Холмс просматривал рекламные разделы газет в поисках съемной квартиры, расположенной на достаточно большом расстоянии от его отеля, дабы заранее застраховаться от нежданных визитов. Подходящую квартиру он нашел в северной части города на Райтвуд-авеню, 1220, примерно в полутора десятках кварталов к западу от Линкольн-парка, рядом с Халстед-стрит [173]. Это был красивый, зеленый район города, хотя красота этого места была для Холмса лишь одним из элементов в его расчетах. Квартира располагалась на верхнем этаже большого частного дома, владельцем которого был мужчина по имени Джон Окер, а вопросами аренды квартир занимались его дочери. Они в апреле 1893 года и дали первое объявление о сдаче этой квартиры.

Посмотреть квартиру Холмс пришел один и встретился с Джоном Окером. Себя он представил Генри Гордоном и сказал Океру, что и сам занимается сдачей жилья внаем.

Окер был приятно поражен внешностью своего будущего съемщика. Он выглядел аккуратным – скорее даже щеголеватым, – его одежда и манеры позволяли предположить, что его финансовое положение является хорошим и устойчивым. Окер обрадовался, когда Генри Гордон объявил, что квартира ему подходит, и обрадовался еще больше, получив от Гордона аванс в размере сорока долларов. Гордон сказал Океру, что они с женой переедут в квартиру через несколько недель.

Предстоящий переезд Холмс представил Минни как давно назревшую необходимость.
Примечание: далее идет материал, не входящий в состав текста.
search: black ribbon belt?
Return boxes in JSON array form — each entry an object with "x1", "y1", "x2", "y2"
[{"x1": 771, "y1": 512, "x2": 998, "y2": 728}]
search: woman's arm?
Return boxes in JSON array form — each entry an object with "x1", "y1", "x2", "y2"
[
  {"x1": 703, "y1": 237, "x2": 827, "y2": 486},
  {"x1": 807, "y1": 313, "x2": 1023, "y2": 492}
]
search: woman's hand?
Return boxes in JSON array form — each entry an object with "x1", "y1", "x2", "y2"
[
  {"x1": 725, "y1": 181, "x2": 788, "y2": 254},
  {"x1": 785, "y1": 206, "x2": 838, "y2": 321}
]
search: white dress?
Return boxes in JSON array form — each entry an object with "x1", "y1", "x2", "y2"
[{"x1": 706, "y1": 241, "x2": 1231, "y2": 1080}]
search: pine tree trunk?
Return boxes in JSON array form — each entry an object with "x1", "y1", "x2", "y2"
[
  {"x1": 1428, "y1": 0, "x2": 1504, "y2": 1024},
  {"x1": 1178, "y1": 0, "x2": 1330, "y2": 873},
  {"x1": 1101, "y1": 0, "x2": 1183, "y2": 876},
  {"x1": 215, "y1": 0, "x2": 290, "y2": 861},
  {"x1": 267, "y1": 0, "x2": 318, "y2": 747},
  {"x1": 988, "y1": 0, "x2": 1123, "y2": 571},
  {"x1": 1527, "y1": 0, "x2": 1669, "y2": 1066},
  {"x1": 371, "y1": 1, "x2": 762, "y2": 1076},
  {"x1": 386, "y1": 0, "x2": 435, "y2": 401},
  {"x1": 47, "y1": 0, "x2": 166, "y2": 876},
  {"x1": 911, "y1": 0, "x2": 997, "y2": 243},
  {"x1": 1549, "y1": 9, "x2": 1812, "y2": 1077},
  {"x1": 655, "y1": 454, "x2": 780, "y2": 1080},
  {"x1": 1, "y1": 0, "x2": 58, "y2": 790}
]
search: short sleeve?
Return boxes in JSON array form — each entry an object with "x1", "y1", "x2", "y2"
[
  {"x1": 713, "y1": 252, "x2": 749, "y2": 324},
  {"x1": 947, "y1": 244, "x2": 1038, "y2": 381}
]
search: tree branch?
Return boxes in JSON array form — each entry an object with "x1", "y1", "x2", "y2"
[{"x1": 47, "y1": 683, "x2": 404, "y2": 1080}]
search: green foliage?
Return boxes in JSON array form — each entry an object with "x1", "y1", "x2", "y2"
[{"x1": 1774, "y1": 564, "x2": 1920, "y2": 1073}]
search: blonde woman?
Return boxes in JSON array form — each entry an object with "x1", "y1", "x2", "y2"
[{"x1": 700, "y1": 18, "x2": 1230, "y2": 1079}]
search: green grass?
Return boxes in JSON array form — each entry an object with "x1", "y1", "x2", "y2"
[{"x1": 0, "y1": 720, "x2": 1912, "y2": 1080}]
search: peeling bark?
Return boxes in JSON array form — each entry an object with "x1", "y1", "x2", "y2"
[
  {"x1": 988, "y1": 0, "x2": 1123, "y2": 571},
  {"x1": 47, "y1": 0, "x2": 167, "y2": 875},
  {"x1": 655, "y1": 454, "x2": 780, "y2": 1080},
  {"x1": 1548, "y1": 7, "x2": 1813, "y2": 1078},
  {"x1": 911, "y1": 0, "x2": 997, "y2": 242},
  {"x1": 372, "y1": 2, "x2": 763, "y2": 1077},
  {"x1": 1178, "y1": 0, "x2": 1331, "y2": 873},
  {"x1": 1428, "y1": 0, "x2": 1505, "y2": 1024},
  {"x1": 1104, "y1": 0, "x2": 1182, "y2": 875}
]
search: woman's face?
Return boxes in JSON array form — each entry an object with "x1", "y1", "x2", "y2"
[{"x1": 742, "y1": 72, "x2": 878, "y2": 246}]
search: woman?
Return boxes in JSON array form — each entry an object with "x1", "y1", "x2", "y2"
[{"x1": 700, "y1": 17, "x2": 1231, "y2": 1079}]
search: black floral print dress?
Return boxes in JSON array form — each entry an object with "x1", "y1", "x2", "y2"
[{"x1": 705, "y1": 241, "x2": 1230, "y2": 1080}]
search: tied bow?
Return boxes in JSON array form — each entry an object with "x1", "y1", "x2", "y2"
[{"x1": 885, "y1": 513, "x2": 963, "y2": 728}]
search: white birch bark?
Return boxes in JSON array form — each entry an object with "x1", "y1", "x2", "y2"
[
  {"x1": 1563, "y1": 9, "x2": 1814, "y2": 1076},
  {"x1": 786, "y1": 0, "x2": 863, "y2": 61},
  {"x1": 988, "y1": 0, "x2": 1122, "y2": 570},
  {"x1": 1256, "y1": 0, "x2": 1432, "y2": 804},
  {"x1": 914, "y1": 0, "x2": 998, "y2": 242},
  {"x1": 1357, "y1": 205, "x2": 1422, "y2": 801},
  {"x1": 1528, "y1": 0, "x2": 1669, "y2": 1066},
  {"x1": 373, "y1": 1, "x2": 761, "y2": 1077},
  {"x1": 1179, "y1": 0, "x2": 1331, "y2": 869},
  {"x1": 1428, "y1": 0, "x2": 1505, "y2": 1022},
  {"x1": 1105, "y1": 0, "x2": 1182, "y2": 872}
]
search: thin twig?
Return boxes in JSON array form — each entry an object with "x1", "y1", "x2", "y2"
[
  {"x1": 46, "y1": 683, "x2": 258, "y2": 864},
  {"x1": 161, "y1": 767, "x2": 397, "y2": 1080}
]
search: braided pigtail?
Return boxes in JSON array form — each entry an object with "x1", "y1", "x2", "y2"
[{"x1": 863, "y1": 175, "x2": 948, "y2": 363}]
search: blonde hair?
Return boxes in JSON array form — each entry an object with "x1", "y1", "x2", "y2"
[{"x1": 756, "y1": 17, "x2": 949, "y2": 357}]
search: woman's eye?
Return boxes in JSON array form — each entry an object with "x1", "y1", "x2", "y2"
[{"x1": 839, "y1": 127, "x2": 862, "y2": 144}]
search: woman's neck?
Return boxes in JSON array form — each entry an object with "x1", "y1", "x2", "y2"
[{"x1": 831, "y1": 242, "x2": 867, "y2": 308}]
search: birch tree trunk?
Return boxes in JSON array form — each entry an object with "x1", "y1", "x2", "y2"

Теперь, когда они женаты, им для жизни необходима лучшая и более просторная квартира, чем та, что в принадлежащем ему «замке». Тем более что скоро этот дом будет переполнен постояльцами, приехавшими на выставку. Ведь даже и сейчас, когда постояльцы еще не съехались, это было явно не тем местом, которое подходит для создания нормальной семьи.

Мысль о большой солнечной квартире также приходила в голову Минни. «Замок» в действительности выглядел мрачным, это было правдой. Он всегда выглядел мрачным. К тому же Минни хотела, чтобы к приезду Анны все выглядело как можно более привлекательным. Правда, ее немного озадачивало, почему Гарри выбрал квартиру так далеко, на северной стороне, когда в Энглвуде столько прекрасных домов. Рассудив, она решила, что он, возможно, не захотел платить непомерно высокую арендную плату, которую, словно сговорившись, требовали все сдатчики жилья, поскольку выставка уже работала.